Po udanym spotkaniu z oharami, udaliśmy się na kolejny staw - Maciek Kanałowy. Znajduje się tuż przy goczałkowickim dworcu PKP. Do tego stawu nie można podjechać samochodem, a od parkingu jest do niego kawałek drogi. Ale akurat przestało padać i nawet trochę wyszło słońce, więc stwierdziliśmy, że warto się przejść. Chcieliśmy sprawdzić, czy na wysepce widocznej z dworca będą ślepowrony. No i faktycznie, były. To jest ich stała miejscówka. Wysepka jest bardzo daleko od brzegu, więc fotografowanie jest utrudnione. Ale myślę, że daliśmy radę. Idąc w stronę stawu, zobaczyliśmy bociana białego:


Teraz trochę fotek goczałkowickiej wysepki i, oczywiście, ptaków. Zaobserwowaliśmy czaple siwe, kormorany, śmieszki, mewy białogłowe (również niezbyt często spotykany przez nas gatunek) i, oczywiście, ślepowrony:
(od lewej, na wysokości stracha na wróble, siedzą dwa szare ptaki - to czaple siwe; nad nimi jest jeden ślepowron i na prawo od nich, nieco niżej - kolejny)

Jak widać, ptaki nic nie robiły sobie z tego stracha na wróble:






W końcu przestało padać, więc kormorany postanowiły wysuszyć skrzydła w słońcu:





Na wodzie pojawił się samiec głowienki:

Tu z mewą w locie i lepiej widoczna głowienka:









Po lewej stronie, grupka kormoranów i mew białogłowych:


Teraz trochę bliższych ujęć:


(mewa białogłowa, czapla siwa, a na wodzie głowienki - dwa samce i samica (po lewej))

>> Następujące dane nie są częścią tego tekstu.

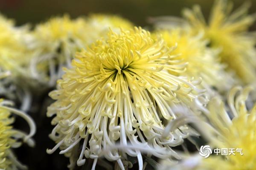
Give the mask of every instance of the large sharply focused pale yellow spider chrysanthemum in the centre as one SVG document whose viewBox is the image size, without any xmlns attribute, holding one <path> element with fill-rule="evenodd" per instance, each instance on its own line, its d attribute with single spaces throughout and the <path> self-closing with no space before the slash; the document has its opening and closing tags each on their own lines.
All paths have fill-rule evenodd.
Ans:
<svg viewBox="0 0 256 170">
<path fill-rule="evenodd" d="M 153 40 L 148 31 L 135 27 L 119 34 L 109 31 L 107 38 L 78 53 L 73 67 L 58 80 L 57 90 L 49 94 L 57 100 L 47 116 L 56 114 L 50 137 L 58 144 L 47 152 L 59 147 L 70 156 L 70 168 L 78 152 L 78 165 L 84 164 L 85 156 L 94 159 L 94 168 L 98 157 L 105 156 L 117 160 L 122 170 L 126 154 L 137 156 L 142 169 L 141 149 L 160 158 L 177 157 L 171 147 L 180 144 L 189 129 L 163 134 L 165 122 L 177 117 L 172 107 L 189 105 L 202 91 L 195 87 L 198 81 L 168 73 L 184 70 L 172 50 L 162 39 Z"/>
</svg>

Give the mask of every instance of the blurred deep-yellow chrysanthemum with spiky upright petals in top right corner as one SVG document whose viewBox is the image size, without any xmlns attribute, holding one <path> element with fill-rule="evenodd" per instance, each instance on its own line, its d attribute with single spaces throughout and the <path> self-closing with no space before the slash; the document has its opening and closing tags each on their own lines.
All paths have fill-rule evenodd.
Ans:
<svg viewBox="0 0 256 170">
<path fill-rule="evenodd" d="M 221 61 L 226 63 L 245 84 L 256 82 L 255 38 L 247 33 L 255 17 L 247 15 L 245 4 L 231 13 L 232 3 L 216 0 L 209 23 L 204 20 L 200 7 L 186 9 L 184 15 L 195 33 L 203 30 L 210 46 L 221 49 Z"/>
</svg>

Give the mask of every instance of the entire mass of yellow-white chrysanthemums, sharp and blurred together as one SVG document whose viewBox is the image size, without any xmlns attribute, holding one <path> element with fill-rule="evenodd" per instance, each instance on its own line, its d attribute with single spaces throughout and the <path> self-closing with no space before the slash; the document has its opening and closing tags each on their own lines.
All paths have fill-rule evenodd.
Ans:
<svg viewBox="0 0 256 170">
<path fill-rule="evenodd" d="M 256 106 L 248 96 L 256 88 L 256 51 L 248 28 L 255 17 L 247 10 L 232 12 L 231 3 L 216 0 L 208 23 L 195 6 L 183 19 L 155 18 L 152 34 L 115 15 L 64 15 L 33 28 L 0 16 L 0 96 L 32 111 L 32 97 L 49 93 L 56 145 L 47 153 L 60 149 L 70 169 L 93 159 L 94 170 L 104 157 L 125 170 L 135 157 L 143 170 L 152 157 L 172 162 L 160 169 L 254 170 Z M 35 123 L 12 104 L 0 99 L 4 170 L 26 168 L 12 151 L 20 139 L 34 144 Z M 13 129 L 11 113 L 29 123 L 29 135 Z M 244 155 L 204 159 L 174 150 L 200 135 L 209 149 L 242 148 Z"/>
</svg>

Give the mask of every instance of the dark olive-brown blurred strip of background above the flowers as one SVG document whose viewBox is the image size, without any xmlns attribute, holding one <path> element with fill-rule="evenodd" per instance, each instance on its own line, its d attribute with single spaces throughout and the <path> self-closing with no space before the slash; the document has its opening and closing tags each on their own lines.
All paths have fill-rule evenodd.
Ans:
<svg viewBox="0 0 256 170">
<path fill-rule="evenodd" d="M 233 0 L 235 7 L 244 0 Z M 255 12 L 256 0 L 250 12 Z M 14 18 L 18 25 L 38 23 L 47 18 L 70 14 L 78 17 L 90 13 L 119 14 L 138 26 L 145 26 L 149 16 L 175 15 L 180 16 L 184 7 L 200 4 L 206 16 L 209 14 L 213 0 L 0 0 L 0 12 Z"/>
</svg>

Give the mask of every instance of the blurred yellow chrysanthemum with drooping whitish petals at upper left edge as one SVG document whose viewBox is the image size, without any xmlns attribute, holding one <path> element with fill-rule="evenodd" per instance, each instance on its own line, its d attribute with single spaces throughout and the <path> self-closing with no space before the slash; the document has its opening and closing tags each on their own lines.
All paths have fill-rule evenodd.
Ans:
<svg viewBox="0 0 256 170">
<path fill-rule="evenodd" d="M 29 52 L 29 29 L 16 27 L 12 20 L 0 15 L 0 71 L 8 71 L 11 76 L 0 80 L 0 94 L 9 99 L 29 100 L 29 86 L 34 85 L 29 74 L 31 55 Z M 27 109 L 29 102 L 22 107 Z"/>
</svg>

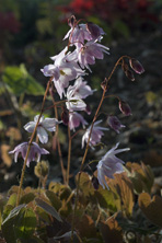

(czapla siwa, mewa białogłowa, samiec głowienki)


Na tej fotce ślepowrony są na pierwszym planie:

(ślepowrony po prawej stronie)

A teraz z całkiem bliska:
 

Momentami ślepowrony przypominają mi trochę małpki:):



Zapraszam również do obejrzenia filmiku z ptakami z wysepki, w tym ze ślepowronami. Fajnie widać czubki ślepowronów powiewających na wietrze. W tle słychać mewy oraz pociąg:

Podsumowując, wyjazd do Łężczoka i Goczałkowic Zdroju był niezwykle interesujący. Byliśmy bardzo zadowoleni, tym bardziej, że obserwacje oharów przyniosły nam kolejne punkty na birdwatchingowej liście. Po raz pierwszy zobaczyliśmy ohary nad Jeziorem Nezyderskim. Cieszę się, że udało nam się je spotkać również w naszym kraju, bo u nas te piękne ptaki, wciąż są wielką rzadkością.